Ever since prehistoric man first set fires to drive game towards hunters and cliffs, humans have altered their environment for their own gain. No more so than in the years since the Industrial Revolution, when carbon emissions began to drastically alter Earth’s climate and atmosphere. And now that we know definitively that humans can alter Earth’s climate, some scientists have begun investigating ways to deliberately change the weather to offset the negative impact of a century of inadvertent human generated climate change.

The name for that deliberate, targeted climate change is geoengineering, and its on the mind of everyone from the National Academy of Sciences to Barack Obama’s science adviser.

On Monday, the National Academy of Sciences held a workshop on geoengineering, following an interview where White House Science Adviser John Holdren recommended increased research into the subject. While the scientists at the workshop agreed that it was possible, there was disagreement about when to start testing the ideas, and whether or not the cure might be worse than the problem. <

According to National Public Radio, one of the more popular ideas involves seeding the sky with sulfur particulate to reflect the rays of the sun and cool the Earth. This solution mimics the changes in climate that follow large volcanic eruptions. In a recent article, The Atlantic Monthly deemed this the “Blade Runner scenario,” and listed some other possible geoengineering schemes, including pouring huge amounts of iron into the ocean to encourage carbon-absorbing algae blooms and using a fleet of 1,500 ships to churn up seawater to create more light reflecting clouds.

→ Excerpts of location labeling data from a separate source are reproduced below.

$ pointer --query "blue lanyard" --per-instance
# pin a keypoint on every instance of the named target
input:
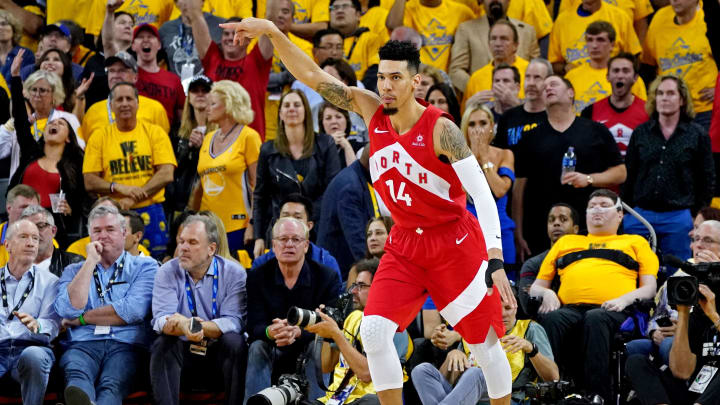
(191, 294)
(186, 44)
(37, 131)
(110, 118)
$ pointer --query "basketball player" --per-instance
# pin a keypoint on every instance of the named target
(419, 165)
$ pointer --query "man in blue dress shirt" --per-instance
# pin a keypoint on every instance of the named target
(105, 301)
(27, 320)
(210, 290)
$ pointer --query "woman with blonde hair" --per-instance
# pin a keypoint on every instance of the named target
(296, 161)
(227, 162)
(498, 165)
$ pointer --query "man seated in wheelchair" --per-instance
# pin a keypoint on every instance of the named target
(601, 274)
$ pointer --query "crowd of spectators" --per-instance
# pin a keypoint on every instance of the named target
(170, 193)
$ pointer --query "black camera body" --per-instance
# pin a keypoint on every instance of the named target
(306, 317)
(684, 290)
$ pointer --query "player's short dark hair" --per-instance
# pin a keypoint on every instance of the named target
(502, 66)
(320, 34)
(600, 26)
(370, 265)
(134, 220)
(603, 192)
(627, 56)
(573, 212)
(401, 51)
(299, 199)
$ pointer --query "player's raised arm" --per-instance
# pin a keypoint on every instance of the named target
(361, 101)
(449, 142)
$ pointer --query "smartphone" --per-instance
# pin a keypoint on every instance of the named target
(664, 321)
(195, 325)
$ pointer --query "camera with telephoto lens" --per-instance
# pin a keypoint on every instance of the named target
(684, 290)
(305, 317)
(290, 389)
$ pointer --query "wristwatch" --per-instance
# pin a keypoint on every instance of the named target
(533, 352)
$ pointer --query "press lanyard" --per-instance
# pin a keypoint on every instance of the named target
(37, 131)
(116, 274)
(191, 294)
(110, 118)
(24, 296)
(374, 199)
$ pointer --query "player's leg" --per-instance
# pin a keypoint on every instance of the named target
(396, 295)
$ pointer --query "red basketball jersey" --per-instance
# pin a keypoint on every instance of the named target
(418, 189)
(620, 124)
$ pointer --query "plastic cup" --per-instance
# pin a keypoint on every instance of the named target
(55, 200)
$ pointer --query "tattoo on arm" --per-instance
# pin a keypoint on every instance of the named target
(336, 94)
(452, 142)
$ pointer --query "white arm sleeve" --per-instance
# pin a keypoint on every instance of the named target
(473, 180)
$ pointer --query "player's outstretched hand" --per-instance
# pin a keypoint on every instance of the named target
(500, 280)
(249, 28)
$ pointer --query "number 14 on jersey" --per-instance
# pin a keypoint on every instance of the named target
(401, 195)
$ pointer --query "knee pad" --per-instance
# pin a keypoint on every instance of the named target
(377, 334)
(494, 363)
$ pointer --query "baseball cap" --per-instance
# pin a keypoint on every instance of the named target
(147, 27)
(200, 81)
(123, 57)
(57, 27)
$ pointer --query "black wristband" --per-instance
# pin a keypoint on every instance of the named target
(493, 266)
(533, 352)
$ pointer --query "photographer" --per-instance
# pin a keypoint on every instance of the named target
(695, 352)
(285, 281)
(199, 308)
(351, 382)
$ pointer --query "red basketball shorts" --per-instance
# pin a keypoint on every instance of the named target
(448, 262)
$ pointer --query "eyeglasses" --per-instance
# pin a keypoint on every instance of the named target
(705, 241)
(39, 90)
(284, 240)
(359, 286)
(330, 48)
(338, 7)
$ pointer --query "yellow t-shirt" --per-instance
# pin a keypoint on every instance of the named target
(78, 247)
(635, 9)
(591, 85)
(351, 330)
(222, 8)
(437, 25)
(98, 116)
(482, 79)
(364, 52)
(594, 281)
(155, 12)
(130, 157)
(567, 39)
(374, 19)
(532, 12)
(682, 50)
(224, 178)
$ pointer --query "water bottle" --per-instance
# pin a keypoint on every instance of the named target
(569, 161)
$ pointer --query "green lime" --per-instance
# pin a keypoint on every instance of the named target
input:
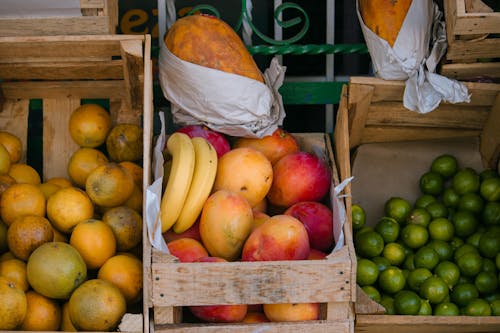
(465, 180)
(369, 244)
(450, 197)
(470, 264)
(395, 253)
(449, 272)
(424, 200)
(437, 209)
(446, 165)
(397, 208)
(407, 302)
(388, 303)
(391, 280)
(434, 289)
(417, 277)
(477, 307)
(471, 202)
(372, 292)
(486, 282)
(358, 216)
(367, 272)
(443, 249)
(446, 309)
(490, 189)
(465, 223)
(426, 257)
(463, 294)
(414, 235)
(491, 213)
(388, 228)
(419, 216)
(442, 229)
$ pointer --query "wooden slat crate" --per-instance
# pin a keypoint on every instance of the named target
(371, 111)
(61, 72)
(472, 30)
(329, 282)
(99, 17)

As Matt Springer at ScienceBlogs notes, no one is sure if any of these plans will work, if geoengineering is even legal, or what unintended nightmare consequences may result from wholesale disruption of the Earth’s carefully balanced ecosystem.

The global warming that results from man-made carbon emissions has shown that we can profoundly alter the climate. But the scientists interviewed in all those articles seem torn by the question of whether or not more human generate change is the appropriate, cheapest, and safest way to address the climate problem.